The Spirit Changes Lives
May 23, 2010
NOTE: THE ME/WE/GOD/YOU/WE FORMAT IS FROM ANDY STANLEY'S BOOK, "COMMUNICATING FOR A CHANGE."
Last week we started a two-part series on marriage. And we’ll move on to part 2 of that next week.
Today, however, I want us to visit about the fact that this is a church holiday that I haven’t emphasized before to my knowledge.
This is Pentecost Sunday, which we Christians celebrate as the day the Holy Spirit came as Jesus’ representative on earth until His return.
And I want us to look at what Scripture says can happen in the life of believers who are under the control of God’s Holy Spirit.
I think all of us know people who would claim to be Christians, but don’t seem to have any sort of spark in their spiritual life.

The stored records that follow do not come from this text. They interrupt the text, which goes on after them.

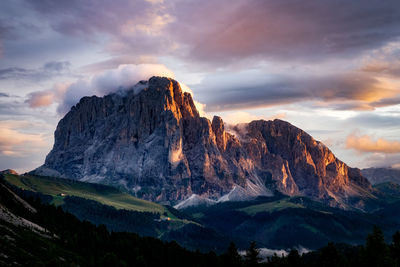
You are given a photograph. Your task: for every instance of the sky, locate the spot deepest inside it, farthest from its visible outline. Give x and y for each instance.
(331, 67)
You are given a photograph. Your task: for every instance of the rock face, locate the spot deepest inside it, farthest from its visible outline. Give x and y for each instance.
(382, 175)
(152, 141)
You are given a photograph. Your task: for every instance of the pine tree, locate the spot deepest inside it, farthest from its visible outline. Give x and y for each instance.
(395, 248)
(376, 250)
(231, 257)
(252, 257)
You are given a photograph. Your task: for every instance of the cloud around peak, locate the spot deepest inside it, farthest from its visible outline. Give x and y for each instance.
(68, 94)
(365, 143)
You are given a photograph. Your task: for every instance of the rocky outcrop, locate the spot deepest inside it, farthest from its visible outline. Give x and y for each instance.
(382, 175)
(152, 141)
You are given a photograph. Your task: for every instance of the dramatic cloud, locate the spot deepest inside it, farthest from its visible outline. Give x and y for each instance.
(16, 143)
(68, 94)
(286, 29)
(237, 117)
(365, 143)
(354, 91)
(48, 70)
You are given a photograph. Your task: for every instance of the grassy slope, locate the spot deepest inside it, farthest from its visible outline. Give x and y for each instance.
(271, 207)
(103, 194)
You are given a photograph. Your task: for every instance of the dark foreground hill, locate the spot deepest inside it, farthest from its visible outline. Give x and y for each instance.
(33, 234)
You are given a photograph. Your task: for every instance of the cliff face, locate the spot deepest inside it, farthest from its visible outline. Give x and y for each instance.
(152, 141)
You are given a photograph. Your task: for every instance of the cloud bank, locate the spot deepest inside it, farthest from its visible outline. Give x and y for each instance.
(365, 143)
(68, 94)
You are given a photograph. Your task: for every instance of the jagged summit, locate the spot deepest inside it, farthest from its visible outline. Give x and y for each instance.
(152, 141)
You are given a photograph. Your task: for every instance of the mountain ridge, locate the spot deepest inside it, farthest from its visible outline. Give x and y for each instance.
(152, 141)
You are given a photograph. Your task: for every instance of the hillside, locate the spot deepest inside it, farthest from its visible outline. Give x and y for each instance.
(118, 211)
(382, 175)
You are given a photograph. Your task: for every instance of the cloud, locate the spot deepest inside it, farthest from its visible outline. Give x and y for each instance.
(284, 30)
(353, 90)
(278, 30)
(49, 69)
(15, 143)
(237, 117)
(68, 94)
(365, 143)
(40, 99)
(372, 120)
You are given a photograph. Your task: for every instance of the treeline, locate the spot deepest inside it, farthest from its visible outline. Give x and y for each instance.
(375, 253)
(80, 243)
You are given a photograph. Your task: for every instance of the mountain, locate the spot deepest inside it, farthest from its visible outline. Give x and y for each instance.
(152, 141)
(382, 175)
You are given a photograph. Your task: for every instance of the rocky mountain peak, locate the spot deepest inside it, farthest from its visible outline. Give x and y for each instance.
(151, 141)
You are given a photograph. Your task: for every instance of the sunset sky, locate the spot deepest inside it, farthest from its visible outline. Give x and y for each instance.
(330, 67)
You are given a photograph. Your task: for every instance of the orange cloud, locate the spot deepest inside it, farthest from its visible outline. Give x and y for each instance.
(16, 143)
(365, 143)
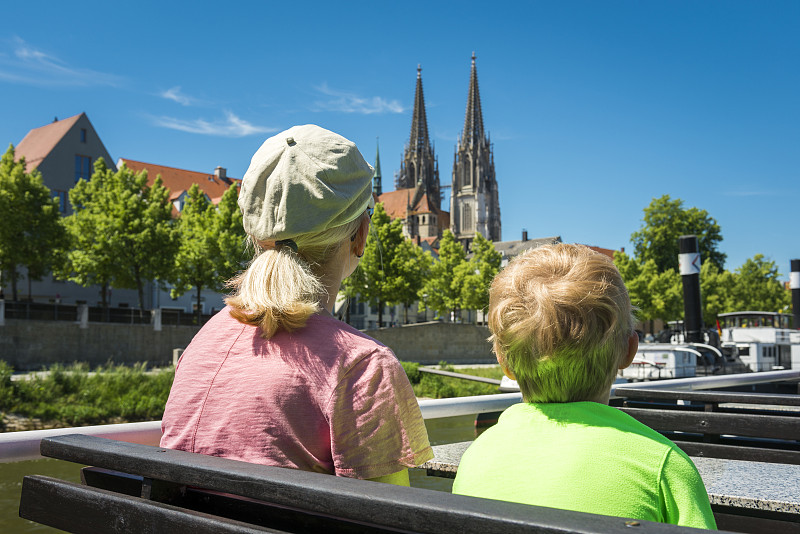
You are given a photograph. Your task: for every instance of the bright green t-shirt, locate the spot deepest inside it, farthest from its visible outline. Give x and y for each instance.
(587, 457)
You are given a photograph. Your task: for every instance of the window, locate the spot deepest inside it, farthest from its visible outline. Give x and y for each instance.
(83, 168)
(62, 199)
(466, 224)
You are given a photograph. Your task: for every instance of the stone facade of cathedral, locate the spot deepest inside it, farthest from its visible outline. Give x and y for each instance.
(474, 204)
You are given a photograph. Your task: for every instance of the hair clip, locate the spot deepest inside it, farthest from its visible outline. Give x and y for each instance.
(286, 242)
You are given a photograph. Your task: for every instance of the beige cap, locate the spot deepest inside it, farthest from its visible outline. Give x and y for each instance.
(304, 180)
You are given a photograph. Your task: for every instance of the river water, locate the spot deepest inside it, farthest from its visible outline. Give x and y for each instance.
(440, 431)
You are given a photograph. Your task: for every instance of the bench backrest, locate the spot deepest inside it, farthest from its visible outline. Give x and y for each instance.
(252, 498)
(741, 429)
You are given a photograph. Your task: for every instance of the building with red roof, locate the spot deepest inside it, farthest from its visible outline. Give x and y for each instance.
(63, 151)
(179, 181)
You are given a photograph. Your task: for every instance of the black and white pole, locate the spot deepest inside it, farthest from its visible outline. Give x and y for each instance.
(689, 262)
(794, 284)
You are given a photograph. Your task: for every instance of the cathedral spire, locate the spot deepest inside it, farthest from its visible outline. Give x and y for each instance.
(473, 122)
(419, 141)
(419, 162)
(474, 202)
(377, 182)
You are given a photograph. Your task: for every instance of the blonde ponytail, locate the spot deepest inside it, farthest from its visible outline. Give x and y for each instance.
(281, 288)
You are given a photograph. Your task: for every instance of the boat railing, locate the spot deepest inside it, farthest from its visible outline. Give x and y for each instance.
(20, 446)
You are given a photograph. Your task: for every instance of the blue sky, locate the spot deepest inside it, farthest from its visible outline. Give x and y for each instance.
(594, 108)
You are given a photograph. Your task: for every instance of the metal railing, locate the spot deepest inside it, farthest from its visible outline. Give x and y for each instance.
(37, 311)
(19, 446)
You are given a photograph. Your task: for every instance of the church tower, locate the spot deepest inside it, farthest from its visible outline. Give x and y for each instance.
(377, 181)
(474, 204)
(419, 165)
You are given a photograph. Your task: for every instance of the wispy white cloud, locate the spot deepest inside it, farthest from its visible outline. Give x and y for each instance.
(345, 102)
(175, 94)
(30, 66)
(230, 126)
(749, 193)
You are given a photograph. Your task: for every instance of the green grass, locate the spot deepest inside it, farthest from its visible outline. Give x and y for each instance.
(73, 396)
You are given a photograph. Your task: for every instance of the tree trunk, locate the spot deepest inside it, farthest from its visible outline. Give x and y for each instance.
(13, 273)
(199, 310)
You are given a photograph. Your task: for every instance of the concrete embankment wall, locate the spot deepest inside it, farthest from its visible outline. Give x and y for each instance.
(430, 343)
(32, 345)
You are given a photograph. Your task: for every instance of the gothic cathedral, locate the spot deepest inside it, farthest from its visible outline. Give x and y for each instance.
(417, 199)
(474, 203)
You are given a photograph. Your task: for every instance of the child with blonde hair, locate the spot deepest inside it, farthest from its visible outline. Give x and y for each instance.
(562, 325)
(274, 378)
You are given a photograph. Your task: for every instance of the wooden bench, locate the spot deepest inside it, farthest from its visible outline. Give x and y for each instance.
(138, 488)
(732, 425)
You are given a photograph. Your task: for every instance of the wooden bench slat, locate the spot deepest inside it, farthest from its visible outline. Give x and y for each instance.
(736, 452)
(82, 509)
(761, 426)
(400, 508)
(779, 399)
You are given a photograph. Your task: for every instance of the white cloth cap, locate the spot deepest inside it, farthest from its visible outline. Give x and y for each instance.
(304, 180)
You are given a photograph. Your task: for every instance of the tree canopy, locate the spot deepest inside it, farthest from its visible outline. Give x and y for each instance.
(131, 224)
(476, 275)
(665, 220)
(210, 244)
(757, 287)
(31, 237)
(443, 290)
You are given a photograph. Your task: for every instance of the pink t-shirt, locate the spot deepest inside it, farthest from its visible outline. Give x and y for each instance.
(325, 398)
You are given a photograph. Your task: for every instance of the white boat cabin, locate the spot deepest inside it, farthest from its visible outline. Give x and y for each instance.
(764, 341)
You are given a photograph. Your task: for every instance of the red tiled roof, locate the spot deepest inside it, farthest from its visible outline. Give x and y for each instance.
(179, 180)
(396, 202)
(38, 143)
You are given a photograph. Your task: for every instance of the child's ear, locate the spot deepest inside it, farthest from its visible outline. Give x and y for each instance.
(506, 371)
(633, 346)
(360, 240)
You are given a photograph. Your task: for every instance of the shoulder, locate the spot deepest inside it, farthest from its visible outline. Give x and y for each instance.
(328, 333)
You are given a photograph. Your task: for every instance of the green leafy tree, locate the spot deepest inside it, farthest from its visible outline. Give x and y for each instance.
(657, 295)
(134, 229)
(145, 241)
(716, 291)
(230, 235)
(758, 288)
(665, 220)
(375, 279)
(442, 291)
(198, 258)
(476, 275)
(31, 232)
(411, 266)
(88, 260)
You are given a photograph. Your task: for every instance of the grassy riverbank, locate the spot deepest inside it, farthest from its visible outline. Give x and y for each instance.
(74, 395)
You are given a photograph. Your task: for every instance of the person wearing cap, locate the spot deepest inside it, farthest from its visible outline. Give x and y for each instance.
(274, 378)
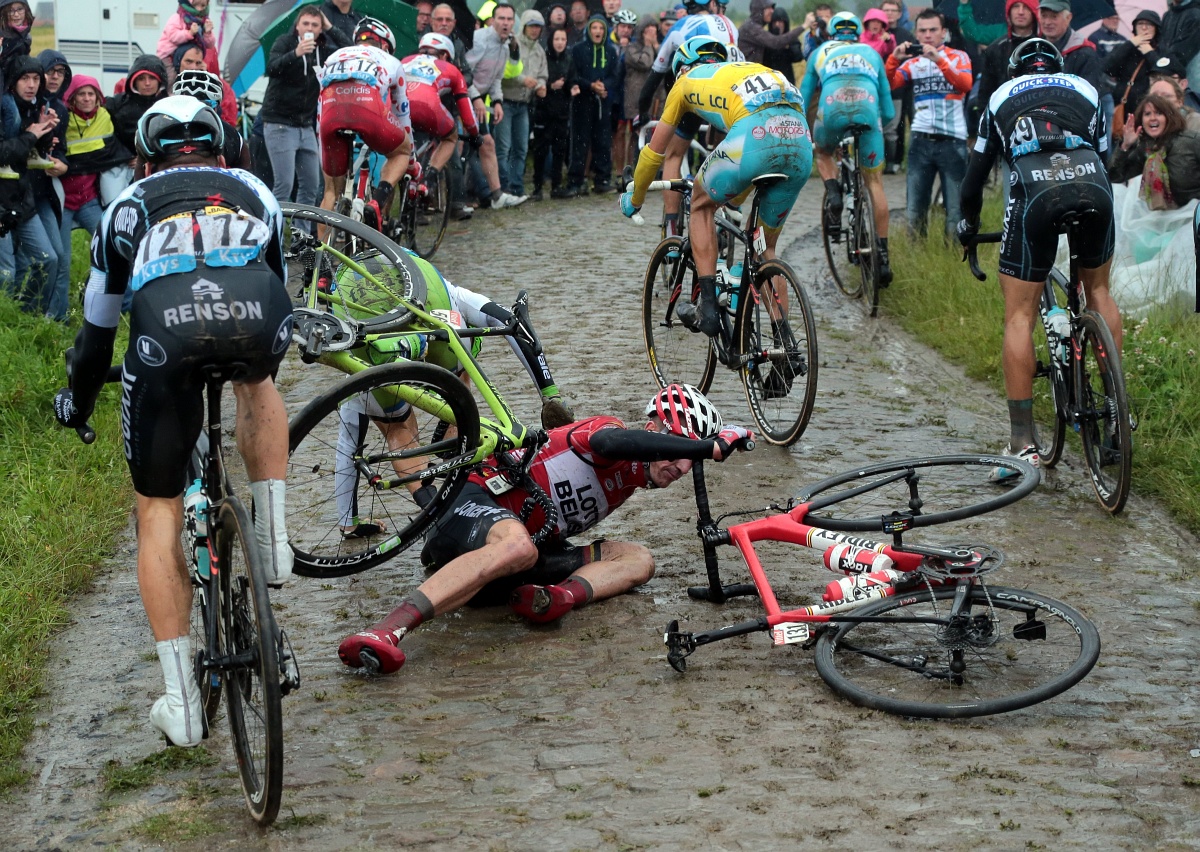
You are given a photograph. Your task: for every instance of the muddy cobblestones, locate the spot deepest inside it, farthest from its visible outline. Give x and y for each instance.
(497, 736)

And truth be told, at times that’s probably every one of us, isn’t it?
The Christian life isn’t supposed to be dull and lifeless. The Bible says that God wants all of us to have lives that are filled with significance and excitement in Christ.
So why doesn’t that happen in the lives of so many Christians?
You might be sitting here saying, “Why doesn’t this happen in my own life?”
If that’s you, then I hope that you’ll leave here today encouraged, and maybe even transformed as we look at how the Holy Spirit can transform the lives of ordinary people like you and me.
God: Acts 2 (pp. 771-772)
They had recently spent 40 days with the risen Jesus – but even with that, they still didn’t quite get the program.
They were still questioning Jesus about the end times and Jesus says to let the Father worry about things, because He had a job for them that they would need some supernatural help with.
Verse 1:8 –
“But you will receive power when the Holy Spirit comes on you; and you will be my witnesses in Jerusalem, and in all Judea and Samaria, and to the ends of the earth.”
The day the Spirit came on the disciples was Pentecost.
Pentecost was a Jewish holiday, one of the big three festivals that in which the Jews were required to come to Jerusalem to offer some of their harvests to the Lord.
And it’s during this particular festival that the Spirit makes a dramatic entrance that would change not only those who were there to experience it, but also make it possible for the good news of Jesus to be taken around the world.
We’re not going to read every verse of this chapter, but we’re going to hit some highlights as we look at how the Spirit worked to transform the lives of the early disciples, keeping in mind that the Spirit still does this in the lives of Jesus’ disciples.
Three lessons from the working of the Spirit at Pentecost:
o If you want to be transformed into a capable witness for Christ, you need the Spirit.
Verses 1-8 –
1 When the day of Pentecost came, they were all together in one place. 2 Suddenly a sound like the blowing of a violent wind came from heaven and filled the whole house where they were sitting. 3 They saw what seemed to be tongues of fire that separated and came to rest on each of them. 4 All of them were filled with the Holy Spirit and began to speak in other tongues as the Spirit enabled them.
5 Now there were staying in Jerusalem God-fearing Jews from every nation under heaven. 6 When they heard this sound, a crowd came together in bewilderment, because each one heard them speaking in his own language. 7 Utterly amazed, they asked: "Are not all these men who are speaking Galileans? 8 Then how is it that each of us hears them in his own native language?
This is the initial fulfillment of 1:8, when Jesus said that the Spirit would give them power to witness for Him.
Two things here:
This is the first mention in the New Testament regarding the gift of tongues, or the gift of languages.
Some feel that this is the same kind of thing that the apostle Paul talks about in 1 Corinthians, but it’s not.
In 1 Corinthians, the issue was that no one could understand what was being said.
In this case, everyone present could understand at least one of the people speaking, because the speakers were speaking in the languages present there in Jerusalem from all over the place.
The gospel was given in an understandable way to everyone who could hear it.